Ce qui coule dans vos veines

Combien cet engouement m’amuse et me ravit !

De plus en plus magazines et autres media nous citent, font référence à nos coutumes, à notre sens artistique méconnu, à notre intelligence dont on a tant médit, à nos talents et expertises diverses.

Il est tellement évident pour moi ce premier pas vers ce qui avant nous n’était qu’abstraction, transformée par le génie de mon homme et de nos semblables en voyage interstellaire et conception d’un « après « .

Après quoi ?

Après cette longue et palpitante errance sur les steppes, les rives des cours d’eau, les blottissements au creux de grottes accueillantes rendues chaudes et confortables par la force de notre créativité, à nos corps brisés et saturés de tant de distance guidés par la force de l’Espoir et la certitude si forte en nous de la nécessité absolue de la réussite.

Nous avons erré, nous avons cherché, nous avons craint pour les nôtres, ceux plus faibles soit par la jeunesse soit par son contraire, nous avons fait l’amour et jubilé, avons découvert la joie et l’émerveillement de ces ventres doux et tendres se distendant et après un déchirement qui mystérieusement ne nous a pas terrifié, le miracle de l’amour encore non catalogué parental, mais communautaire, toute notre tribu ressentait cette force indomptable de la naissance d’un nouvel être, un futur homme protecteur, une future femme porteuse de tous nos espoirs.

Nous sommes des esthètes, mon homme m’offre des coquillages percés et suspendus à des liens qu’ils me met autour du cou, ornements concrétisant son amour pour moi, pour nous et je me sens belle et en sécurité.

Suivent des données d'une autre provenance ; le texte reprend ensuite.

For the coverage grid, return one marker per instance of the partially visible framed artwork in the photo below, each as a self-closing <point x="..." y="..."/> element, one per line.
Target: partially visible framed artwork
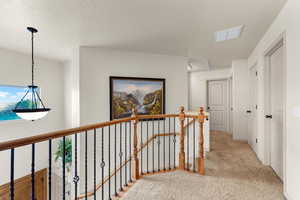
<point x="9" y="97"/>
<point x="147" y="95"/>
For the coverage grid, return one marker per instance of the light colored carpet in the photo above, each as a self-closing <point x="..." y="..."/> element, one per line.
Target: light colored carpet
<point x="232" y="173"/>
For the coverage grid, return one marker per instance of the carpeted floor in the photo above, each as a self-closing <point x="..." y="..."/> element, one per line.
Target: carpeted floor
<point x="232" y="173"/>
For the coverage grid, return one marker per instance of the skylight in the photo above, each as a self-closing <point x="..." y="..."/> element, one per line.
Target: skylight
<point x="229" y="34"/>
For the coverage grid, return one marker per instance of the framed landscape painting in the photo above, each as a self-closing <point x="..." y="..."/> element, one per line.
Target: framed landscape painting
<point x="9" y="97"/>
<point x="147" y="95"/>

Car nous sommes beaux, les générations nous ayant succédé nous ont traités de monstres, de figures d’hommes animaux, frustes et pleins d’une laideur que nos amis nouveaux envahisseurs de nos territoires ont corrigés par leur finesse.

Mais à la lueur des flammes du foyer tribal, lors de nos rapprochements et vagues de tendresses nous emportant, nos yeux reflètent une beauté sidérale, une lumière qui n’a d’égale que celle de ces fulgurances voyageant au dessus de nos têtes et dont nous savons déjà qu’elles promettent d’autres destinations, d’autres aventures et d’autres promesses à tenir, un jour par nos descendants.

Neanderthal, Neanderthal, notre nom aujourd’hui n’est plus synonyme de lourdeur et incapacité à se fondre dans une société nouvelle, plurielle et diversifiée.

Nous avons laissé notre trace à jamais et cette trace coule en vous nos enfants, elle coule, vous maintient en vie, et lors d’une blessure légère ou fatale elle s’étale superbe et luxuriante ainsi qu’elle l’a toujours fait de notre temps sur la Terre en devenant ce tapis de pourpre parfois symbole de vie à la naissance ou bien linceul nous caressant de son touché tiède au parfum métallique, une fois de plus douceur et force de notre sang que nous vous avons laissé en héritage.